© JUNGE FREIHEIT Verlag GmbH & Co. www.jungefreiheit.de 28/19 / 05. Juli 2019

EU versucht die Schweizer zu erpressen
Nicht mit dem Volk gerechnet
Carsten Müller

Keine Rosinenpickerei mehr: Nach den harten Brexit-Verhandlungen (mit noch ungewissem Ausgang) sucht die EU die nächste Konfrontation, diesmal mit der Schweiz. Es geht konkret um das sogenannte Rahmenabkommen zwischen den Eidgenossen und der EU. Dieses Abkommen soll klären, unter welchen Voraussetzungen die Schweiz in Zukunft weiter den Zugang zum EU-Binnenmarkt erhält. Dagegen regt sich Widerstand in der Schweiz. 

Dies gilt insbesondere für Fragen wie eine dynamische Übernahme von EU-Recht oder zum Thema Lohnschutz. Eine ziemlich verfahrene Situation: Die EU drängt auf den Vertragsabschluß, auf der anderen Seite versucht die Schweiz, die Verhandlungen hinauszuzögern. Brüssel reicht es nun und versucht, Druck aufzubauen. Erstes Opfer ist der Börsenhandel. Denn seit dem 1. Juli erteilt die EU der Schweizer Börse SIX nicht mehr die Börsenäquivalenz, also die Gleichwertigkeit mit EU-Handelsplätzen. Politisch ein Affront, der in seiner praktischen Wirkung aber gegen null geht. Zwar dürfen Schweizer Aktien nicht mehr an EU-Börsen gehandelt werden. 

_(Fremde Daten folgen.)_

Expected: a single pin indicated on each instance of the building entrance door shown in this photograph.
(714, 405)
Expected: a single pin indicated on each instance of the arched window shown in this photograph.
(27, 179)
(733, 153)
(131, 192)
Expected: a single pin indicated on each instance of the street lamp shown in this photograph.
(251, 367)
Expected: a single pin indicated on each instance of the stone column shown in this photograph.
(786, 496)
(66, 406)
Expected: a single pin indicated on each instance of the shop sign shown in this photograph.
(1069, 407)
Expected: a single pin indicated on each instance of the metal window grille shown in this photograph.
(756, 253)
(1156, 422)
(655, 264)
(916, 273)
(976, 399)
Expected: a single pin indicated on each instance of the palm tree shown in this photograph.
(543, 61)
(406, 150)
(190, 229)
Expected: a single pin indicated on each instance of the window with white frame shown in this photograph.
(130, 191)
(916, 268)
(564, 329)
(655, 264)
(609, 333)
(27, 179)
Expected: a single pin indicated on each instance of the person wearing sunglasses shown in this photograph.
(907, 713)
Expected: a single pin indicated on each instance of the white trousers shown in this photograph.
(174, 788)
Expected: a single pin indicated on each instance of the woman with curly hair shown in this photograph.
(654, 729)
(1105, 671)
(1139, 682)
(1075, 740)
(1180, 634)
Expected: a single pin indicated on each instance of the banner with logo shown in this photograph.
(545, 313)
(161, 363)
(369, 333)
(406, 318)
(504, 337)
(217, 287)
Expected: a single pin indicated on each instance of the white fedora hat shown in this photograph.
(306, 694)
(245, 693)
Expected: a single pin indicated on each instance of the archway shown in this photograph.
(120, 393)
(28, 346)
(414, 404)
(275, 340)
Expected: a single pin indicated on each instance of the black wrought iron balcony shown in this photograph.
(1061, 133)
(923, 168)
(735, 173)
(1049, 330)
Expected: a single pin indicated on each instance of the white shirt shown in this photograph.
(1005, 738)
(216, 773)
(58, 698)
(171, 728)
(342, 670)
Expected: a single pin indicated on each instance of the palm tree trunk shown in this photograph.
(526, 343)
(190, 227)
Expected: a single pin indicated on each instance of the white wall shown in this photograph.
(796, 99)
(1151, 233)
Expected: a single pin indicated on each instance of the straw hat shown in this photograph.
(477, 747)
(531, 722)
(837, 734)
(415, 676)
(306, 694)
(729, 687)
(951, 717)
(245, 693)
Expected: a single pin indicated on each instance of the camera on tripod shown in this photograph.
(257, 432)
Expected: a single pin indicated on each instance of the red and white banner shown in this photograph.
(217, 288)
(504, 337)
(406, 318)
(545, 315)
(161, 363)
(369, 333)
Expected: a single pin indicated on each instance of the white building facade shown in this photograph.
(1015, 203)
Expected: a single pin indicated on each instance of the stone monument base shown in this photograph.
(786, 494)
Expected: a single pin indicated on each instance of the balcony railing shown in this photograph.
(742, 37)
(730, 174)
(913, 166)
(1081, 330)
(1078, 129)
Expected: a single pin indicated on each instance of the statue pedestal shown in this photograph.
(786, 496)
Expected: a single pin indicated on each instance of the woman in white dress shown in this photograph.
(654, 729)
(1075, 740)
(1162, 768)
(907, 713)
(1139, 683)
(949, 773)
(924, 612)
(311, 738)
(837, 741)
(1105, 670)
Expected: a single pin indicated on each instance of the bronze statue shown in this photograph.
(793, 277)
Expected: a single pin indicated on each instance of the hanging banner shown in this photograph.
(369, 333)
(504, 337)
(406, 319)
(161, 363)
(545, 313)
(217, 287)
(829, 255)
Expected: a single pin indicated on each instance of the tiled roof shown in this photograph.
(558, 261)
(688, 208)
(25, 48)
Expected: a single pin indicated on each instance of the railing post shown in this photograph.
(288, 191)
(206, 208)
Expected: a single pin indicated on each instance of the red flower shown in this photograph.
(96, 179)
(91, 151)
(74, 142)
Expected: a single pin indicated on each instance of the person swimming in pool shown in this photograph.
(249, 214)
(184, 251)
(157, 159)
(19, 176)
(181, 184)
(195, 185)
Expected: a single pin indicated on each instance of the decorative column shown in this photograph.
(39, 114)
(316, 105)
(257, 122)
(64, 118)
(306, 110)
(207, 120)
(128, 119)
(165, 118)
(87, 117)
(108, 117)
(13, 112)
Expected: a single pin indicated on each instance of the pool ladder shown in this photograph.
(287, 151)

Doch schon zuvor liefen rund 70 Prozent des Handels über die Schweizer Börse, die nun mehr Geschäft auf sich ziehen kann. Dies unter der realistischen Annahme, daß viele Marktteilnehmer weiterhin ein großes Interesse an Schweizer Aktien haben. Also eher ein Sturm im Wasserglas, der ein Verfallsdatum hat. Denn ein Großteil des bisherigen Auslandsgeschäftes lief über Londoner Plattformen. Diese müssen zwar aktuell aussetzen. Doch nach einem Brexit dürften die alten Verbindungen schnell wiederhergestellt sein. Die EU selbst will zwar mit dieser Maßnahme Härte zeigen gegenüber der Verzögerungstaktik. Doch könnte dies am Ende kontraproduktiv sein, da auch diese eigentliche Symbolhandlung die Schweizer Wähler, die am Ende wohl über das Rahmen­abkommen abstimmen werden, auf die Seite der Gegner treiben könnte.